# Rehydrating Vanilla Beans?



## Lisa110 (Jan 14, 2006)

I am so angry, I could scream.  I bought a pound of tahitian vanilla beans about 3 months ago on ebay.  They were plump, fragrant, and to put it simply, perfect.  The seller had rave reviews, so I wasn't surprised.  After using two of them, I wrapped them tight in plastic wrap, then put that in an airtight ziplock bag, and put the bag in an airtight jar.  I checked for any leaks beforehand, and there were none, but I triple wrapped them nonetheless, just to be safe.  

I went to retrieve a few beans for a creme brulee earlier today, and they were all dry as bone!  First off, how could this have happened?  I stored them so airtight, and they are supposed to last about a year that way.  Secondly, does this mean this guy could be possibly sending old beans that don't have much time/freshness left?

In any event, can vanilla beans be rehydrated in boiling water?  If so, do you lose flavor by doing so?  I spent a lot of money on them, so I'm hoping to be able salvage something.  Suffice it to say, I'm never ordering from this man again!


----------



## Andy M. (Jan 14, 2006)

I don't think the seller is at fault. The beans were perfect when you received them. At that point they were out of the seller's control.

Do not put the into boiling, or any other kind of water.

If you want to use a bean or beans, split them open and poach them in the liquid you're trying to flavor, such as milk, cream, etc. They still have flavor in them, it will just be harder to get out.


----------



## Lisa110 (Jan 15, 2006)

Thank you, Andy.  I guess I'm just shocked that they dried up when they were sealed so tightly, and only 3 months old!  In any event, I can't even split them before I put them into the cream, because they are as hard rocks, and crack into tiny pieces when I try


----------



## GB (Jan 15, 2006)

This is just a thought so someone should check my info before Lisa trys this, but what if she put the beans in the microwave on low power for a very short amount of time, just to soften enough so she can split them and then take Andy's advice of poaching them?


----------



## Andy M. (Jan 15, 2006)

I never tried the microwave. If you try it, wrap the beans in a damp paper towel first. The moisture will help soften the beans.

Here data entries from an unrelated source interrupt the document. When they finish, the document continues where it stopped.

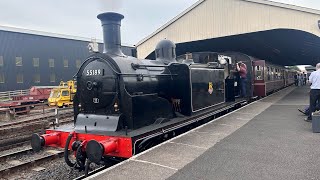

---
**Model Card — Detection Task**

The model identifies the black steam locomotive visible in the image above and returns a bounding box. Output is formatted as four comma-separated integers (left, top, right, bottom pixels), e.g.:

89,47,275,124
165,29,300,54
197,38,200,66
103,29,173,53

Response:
32,13,282,169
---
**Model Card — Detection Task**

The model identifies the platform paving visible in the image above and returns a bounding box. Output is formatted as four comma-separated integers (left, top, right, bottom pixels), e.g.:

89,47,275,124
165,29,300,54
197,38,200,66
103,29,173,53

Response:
88,87,320,180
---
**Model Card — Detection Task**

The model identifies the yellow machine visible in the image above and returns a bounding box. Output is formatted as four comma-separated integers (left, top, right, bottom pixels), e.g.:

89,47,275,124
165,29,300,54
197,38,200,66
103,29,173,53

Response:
48,80,77,107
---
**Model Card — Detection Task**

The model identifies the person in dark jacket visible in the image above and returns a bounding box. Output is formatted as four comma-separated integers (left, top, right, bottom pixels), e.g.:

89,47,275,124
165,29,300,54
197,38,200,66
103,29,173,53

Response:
294,73,299,86
237,61,247,97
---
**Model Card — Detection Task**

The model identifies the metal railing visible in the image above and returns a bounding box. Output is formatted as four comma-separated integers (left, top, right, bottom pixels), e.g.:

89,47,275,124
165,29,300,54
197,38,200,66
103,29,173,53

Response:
0,89,30,101
0,103,73,123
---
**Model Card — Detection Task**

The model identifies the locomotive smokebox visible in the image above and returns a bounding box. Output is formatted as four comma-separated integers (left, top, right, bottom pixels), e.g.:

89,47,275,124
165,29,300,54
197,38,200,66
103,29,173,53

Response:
97,12,124,56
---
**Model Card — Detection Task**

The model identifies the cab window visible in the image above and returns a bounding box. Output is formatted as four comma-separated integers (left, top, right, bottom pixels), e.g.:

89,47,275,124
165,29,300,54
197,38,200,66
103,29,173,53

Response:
62,91,69,96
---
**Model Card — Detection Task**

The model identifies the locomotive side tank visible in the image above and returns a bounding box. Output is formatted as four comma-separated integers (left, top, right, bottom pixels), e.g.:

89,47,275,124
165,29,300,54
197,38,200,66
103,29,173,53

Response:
75,13,174,133
31,13,245,169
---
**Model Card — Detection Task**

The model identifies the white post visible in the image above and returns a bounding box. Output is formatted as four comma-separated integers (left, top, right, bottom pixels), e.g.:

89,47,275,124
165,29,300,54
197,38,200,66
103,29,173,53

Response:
55,108,59,127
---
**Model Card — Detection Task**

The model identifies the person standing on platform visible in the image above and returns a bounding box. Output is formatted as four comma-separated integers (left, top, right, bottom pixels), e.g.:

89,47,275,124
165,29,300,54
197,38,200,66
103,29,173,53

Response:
299,74,303,86
303,73,307,85
305,63,320,122
237,61,247,97
294,73,298,86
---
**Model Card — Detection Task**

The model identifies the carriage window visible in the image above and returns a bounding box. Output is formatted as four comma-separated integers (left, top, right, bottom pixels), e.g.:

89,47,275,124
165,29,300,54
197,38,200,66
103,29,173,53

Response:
17,73,23,83
255,66,263,80
0,73,5,83
32,58,40,67
33,74,40,83
0,56,3,67
76,59,81,69
16,57,22,66
62,91,69,96
50,73,56,82
63,59,69,67
156,49,160,58
172,47,176,58
49,59,54,67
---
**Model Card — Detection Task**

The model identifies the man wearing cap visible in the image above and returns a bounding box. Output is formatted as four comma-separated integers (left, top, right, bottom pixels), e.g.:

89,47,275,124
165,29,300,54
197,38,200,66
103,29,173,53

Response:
305,63,320,122
237,61,247,97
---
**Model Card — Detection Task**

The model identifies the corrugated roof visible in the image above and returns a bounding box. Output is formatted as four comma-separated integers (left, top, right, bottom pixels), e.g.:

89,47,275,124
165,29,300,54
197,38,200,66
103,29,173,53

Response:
0,25,134,47
136,0,320,46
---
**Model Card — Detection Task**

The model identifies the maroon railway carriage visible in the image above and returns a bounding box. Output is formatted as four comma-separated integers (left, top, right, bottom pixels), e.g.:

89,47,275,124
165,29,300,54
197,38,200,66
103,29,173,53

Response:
0,86,56,108
252,60,294,97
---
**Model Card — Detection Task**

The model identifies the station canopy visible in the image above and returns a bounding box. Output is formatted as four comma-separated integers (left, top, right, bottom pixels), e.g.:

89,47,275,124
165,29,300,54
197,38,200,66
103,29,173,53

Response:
177,29,320,66
148,29,320,66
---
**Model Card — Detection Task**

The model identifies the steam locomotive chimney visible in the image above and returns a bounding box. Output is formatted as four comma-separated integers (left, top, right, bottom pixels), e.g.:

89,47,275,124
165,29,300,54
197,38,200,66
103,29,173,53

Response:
97,12,124,56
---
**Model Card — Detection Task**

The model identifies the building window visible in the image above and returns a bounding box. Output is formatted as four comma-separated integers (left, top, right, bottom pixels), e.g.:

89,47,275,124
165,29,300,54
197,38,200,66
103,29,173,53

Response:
49,59,54,67
17,74,23,83
63,59,69,67
0,56,3,67
0,73,5,83
33,58,39,67
50,73,56,82
33,74,40,83
16,57,22,66
76,59,81,69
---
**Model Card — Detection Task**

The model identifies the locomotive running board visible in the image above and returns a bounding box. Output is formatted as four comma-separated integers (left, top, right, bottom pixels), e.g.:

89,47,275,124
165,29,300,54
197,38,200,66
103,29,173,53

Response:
74,114,120,134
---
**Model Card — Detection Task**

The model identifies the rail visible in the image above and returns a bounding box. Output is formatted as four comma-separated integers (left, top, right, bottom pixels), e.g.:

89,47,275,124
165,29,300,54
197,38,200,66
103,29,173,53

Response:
0,89,30,101
0,103,73,121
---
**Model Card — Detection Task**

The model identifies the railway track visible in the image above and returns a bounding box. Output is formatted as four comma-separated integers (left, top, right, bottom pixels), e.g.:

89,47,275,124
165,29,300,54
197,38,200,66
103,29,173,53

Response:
0,111,73,129
0,112,73,150
0,148,63,177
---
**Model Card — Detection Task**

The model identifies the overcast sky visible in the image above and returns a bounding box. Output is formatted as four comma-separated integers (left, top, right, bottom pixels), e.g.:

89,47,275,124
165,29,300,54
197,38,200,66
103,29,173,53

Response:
0,0,320,45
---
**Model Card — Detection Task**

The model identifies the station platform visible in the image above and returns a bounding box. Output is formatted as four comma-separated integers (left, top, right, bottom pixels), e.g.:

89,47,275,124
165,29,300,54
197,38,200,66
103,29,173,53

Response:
88,87,320,180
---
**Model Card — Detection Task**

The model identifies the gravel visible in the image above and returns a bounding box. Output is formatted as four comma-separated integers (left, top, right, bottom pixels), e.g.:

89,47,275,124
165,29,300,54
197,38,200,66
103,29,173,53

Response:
7,155,104,180
0,145,31,155
0,148,55,170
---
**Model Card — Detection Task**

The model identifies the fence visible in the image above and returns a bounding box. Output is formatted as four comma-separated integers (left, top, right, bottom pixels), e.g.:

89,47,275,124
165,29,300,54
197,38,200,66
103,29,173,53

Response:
0,103,73,126
0,89,30,101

However, I don't think it's necessary. If the bean breaks up into small pieces when you try to split it, that will just expose more if the inside to the liquid and speed the extraction of flavor. After you're done, you just strain the liquid to get out all the bean bits.


----------



## Lisa110 (Jan 15, 2006)

Thanks, andy and gb.  I will give the microwave idea a try and let you know how it went.  I guess less than a minute will do?


----------



## Andy M. (Jan 15, 2006)

Lisa110 said:
			
		

> Thanks, andy and gb. I will give the microwave idea a try and let you know how it went. I guess less than a minute will do?


 

Try 10 or 15 seconds to start.  What you want to do is heat the damp paper towel to make steam that will moisten the beans.  

This method is how I defrost frozen rolls.  It keeps the edges from getting hard by the time the center defrosts.


----------



## Lisa110 (Jan 16, 2006)

Thanks, Andy.  I will be making a vanilla bean Pound cake on Wednesday, so I'll let you know how it goes then.


----------



## Lisa110 (Feb 2, 2006)

Andy, sorry it's taken so long to get back.  Some unexpected things came up, so I wasn't able to try your idea for rehydrating the beans enough so I could slice and scrape them.  Well..I did finally try it, and it worked, but I had a very small window to work with, as I could feel it starting to harden as I scraped out the beans.  Nevertheless, at least I can salvage something out of them!  Thank you so much for your time and advice


----------